A building contractor looks likely to be hit with a series of fines after a review of its performance flagged up continued problems.
Morrison, which maintains 37,000 council homes in south and west Leeds, was given three months up to June to improve by Leeds City Council.
The firm is just over a year into a five year £35m-a-year contract to look after homes for the council.
Nearly 1,100 complaints against Morrison, relating to everything from quality of service to attitude and damage, had been received by two of the council’s housing management companies up to June.
Coun Peter Gruen, the council’s executive member for neighbourhoods and housing, said: “We are consistently reviewing performance and people only continue to work for us if they reach satisfactory performance as set out in the contract and agreed by them in the contract – it was part of what they promised to do.”
Morrison has made changes to its management team, improved its IT systems and brought in extra staff to clear a backlog of jobs in a bid to preserve its contract.

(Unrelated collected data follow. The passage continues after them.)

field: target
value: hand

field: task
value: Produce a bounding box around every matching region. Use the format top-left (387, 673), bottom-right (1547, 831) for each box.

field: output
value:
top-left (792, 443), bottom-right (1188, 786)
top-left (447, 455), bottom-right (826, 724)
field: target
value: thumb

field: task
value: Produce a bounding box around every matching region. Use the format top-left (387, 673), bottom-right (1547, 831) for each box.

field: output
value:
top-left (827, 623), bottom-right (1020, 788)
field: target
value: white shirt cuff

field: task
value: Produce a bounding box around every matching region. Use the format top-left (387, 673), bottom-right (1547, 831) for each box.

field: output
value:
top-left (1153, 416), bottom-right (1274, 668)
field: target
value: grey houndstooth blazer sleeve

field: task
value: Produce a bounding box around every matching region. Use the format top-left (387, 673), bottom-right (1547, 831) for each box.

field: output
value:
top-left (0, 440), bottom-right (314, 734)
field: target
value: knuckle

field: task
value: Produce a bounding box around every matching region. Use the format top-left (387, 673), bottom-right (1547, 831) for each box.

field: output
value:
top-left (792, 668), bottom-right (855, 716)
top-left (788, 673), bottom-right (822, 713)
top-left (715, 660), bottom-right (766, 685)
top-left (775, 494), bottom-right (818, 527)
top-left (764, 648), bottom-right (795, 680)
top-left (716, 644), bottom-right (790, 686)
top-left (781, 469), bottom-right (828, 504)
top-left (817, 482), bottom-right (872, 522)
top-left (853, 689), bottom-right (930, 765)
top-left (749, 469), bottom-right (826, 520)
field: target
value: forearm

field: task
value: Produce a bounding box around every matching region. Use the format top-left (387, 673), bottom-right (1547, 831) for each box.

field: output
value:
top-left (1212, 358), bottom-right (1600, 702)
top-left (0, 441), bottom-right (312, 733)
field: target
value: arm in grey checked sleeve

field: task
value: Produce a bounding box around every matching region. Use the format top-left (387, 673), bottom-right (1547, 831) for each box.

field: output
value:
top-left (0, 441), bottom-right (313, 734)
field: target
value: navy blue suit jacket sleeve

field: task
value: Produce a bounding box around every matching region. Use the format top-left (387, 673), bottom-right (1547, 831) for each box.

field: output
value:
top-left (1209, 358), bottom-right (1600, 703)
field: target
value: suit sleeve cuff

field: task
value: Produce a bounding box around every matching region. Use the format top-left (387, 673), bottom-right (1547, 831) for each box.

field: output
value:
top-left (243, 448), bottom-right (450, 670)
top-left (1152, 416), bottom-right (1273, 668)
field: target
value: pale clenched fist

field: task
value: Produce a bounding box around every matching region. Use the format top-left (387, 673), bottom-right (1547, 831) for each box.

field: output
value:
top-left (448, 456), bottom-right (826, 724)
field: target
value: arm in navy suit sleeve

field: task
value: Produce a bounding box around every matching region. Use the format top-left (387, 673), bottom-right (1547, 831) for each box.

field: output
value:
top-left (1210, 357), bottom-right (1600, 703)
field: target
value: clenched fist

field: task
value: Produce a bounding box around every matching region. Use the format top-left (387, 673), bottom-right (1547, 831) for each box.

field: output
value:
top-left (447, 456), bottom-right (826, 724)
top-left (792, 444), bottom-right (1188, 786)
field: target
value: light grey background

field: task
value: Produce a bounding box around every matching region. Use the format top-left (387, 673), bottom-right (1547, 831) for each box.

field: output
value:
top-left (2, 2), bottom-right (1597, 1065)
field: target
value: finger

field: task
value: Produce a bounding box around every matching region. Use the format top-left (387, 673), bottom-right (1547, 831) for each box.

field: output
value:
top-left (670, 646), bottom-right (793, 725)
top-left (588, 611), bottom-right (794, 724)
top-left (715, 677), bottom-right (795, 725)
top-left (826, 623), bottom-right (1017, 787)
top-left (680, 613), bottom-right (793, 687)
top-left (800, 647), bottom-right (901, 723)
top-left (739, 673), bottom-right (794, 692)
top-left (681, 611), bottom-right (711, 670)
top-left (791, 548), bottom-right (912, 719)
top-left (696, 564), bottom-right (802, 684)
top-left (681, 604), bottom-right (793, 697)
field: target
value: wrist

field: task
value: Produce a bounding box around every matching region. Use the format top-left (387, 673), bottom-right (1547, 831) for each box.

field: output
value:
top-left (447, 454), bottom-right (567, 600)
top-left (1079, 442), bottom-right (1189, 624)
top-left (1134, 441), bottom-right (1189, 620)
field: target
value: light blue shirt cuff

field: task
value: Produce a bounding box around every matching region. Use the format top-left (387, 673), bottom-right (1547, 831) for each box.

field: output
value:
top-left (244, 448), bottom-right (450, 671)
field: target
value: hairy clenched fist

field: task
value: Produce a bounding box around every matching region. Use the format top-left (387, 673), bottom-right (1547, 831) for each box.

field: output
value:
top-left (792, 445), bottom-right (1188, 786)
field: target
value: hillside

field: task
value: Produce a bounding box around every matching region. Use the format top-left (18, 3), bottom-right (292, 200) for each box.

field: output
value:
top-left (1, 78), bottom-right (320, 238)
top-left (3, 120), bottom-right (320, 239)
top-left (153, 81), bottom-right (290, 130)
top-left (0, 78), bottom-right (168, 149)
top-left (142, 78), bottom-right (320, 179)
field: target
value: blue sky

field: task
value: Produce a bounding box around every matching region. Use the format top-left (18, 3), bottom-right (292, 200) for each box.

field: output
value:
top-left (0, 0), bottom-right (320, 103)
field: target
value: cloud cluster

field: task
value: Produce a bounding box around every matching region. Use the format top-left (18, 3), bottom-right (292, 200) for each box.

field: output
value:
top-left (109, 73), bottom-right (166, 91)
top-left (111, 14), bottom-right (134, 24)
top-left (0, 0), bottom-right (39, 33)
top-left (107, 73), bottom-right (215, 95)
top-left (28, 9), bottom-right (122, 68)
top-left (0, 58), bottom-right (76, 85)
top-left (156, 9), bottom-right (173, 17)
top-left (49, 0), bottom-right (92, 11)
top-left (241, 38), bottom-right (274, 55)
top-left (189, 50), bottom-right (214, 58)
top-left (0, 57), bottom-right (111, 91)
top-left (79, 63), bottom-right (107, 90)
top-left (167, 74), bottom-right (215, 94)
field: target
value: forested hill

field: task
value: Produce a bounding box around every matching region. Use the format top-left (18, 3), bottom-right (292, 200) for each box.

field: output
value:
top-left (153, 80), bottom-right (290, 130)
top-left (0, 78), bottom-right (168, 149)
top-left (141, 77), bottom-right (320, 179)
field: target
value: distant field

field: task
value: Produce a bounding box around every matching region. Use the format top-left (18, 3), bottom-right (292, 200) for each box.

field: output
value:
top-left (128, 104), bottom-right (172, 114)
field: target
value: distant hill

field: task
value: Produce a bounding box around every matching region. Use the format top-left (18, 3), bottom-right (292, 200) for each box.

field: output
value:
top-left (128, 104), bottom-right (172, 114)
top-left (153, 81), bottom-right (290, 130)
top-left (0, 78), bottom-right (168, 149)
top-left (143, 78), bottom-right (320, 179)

Coun Gruen said that some improvements had been made since the three-month review started and complaints have started to fall although in some areas there has been “insufficient” progress.
He said: “We will make deductions for under performance as necessary.”
At the height of complaints in March, the council received 124 complaints about the firm, which has received more than £43m from April 2011.
It is thought that performance-related fines, within the terms of its council contract, cannot be invoked until the review of Morrison is discussed.
So although no fines have officially been deducted as yet, it is thought a number are on the horizon for the firm.
A spokeswoman for Morrison said: “We are working in partnership with Leeds City Council to significantly improve repairs and maintenance services.
“Morrison has not been fined by Leeds City Council for any failures in our contract with them, nor have we breached any terms.”
She said that the 1,085 complaints received in the 14 months up to June represent less than one per cent of the 140,000 repairs undertaken by the firm since April 2011.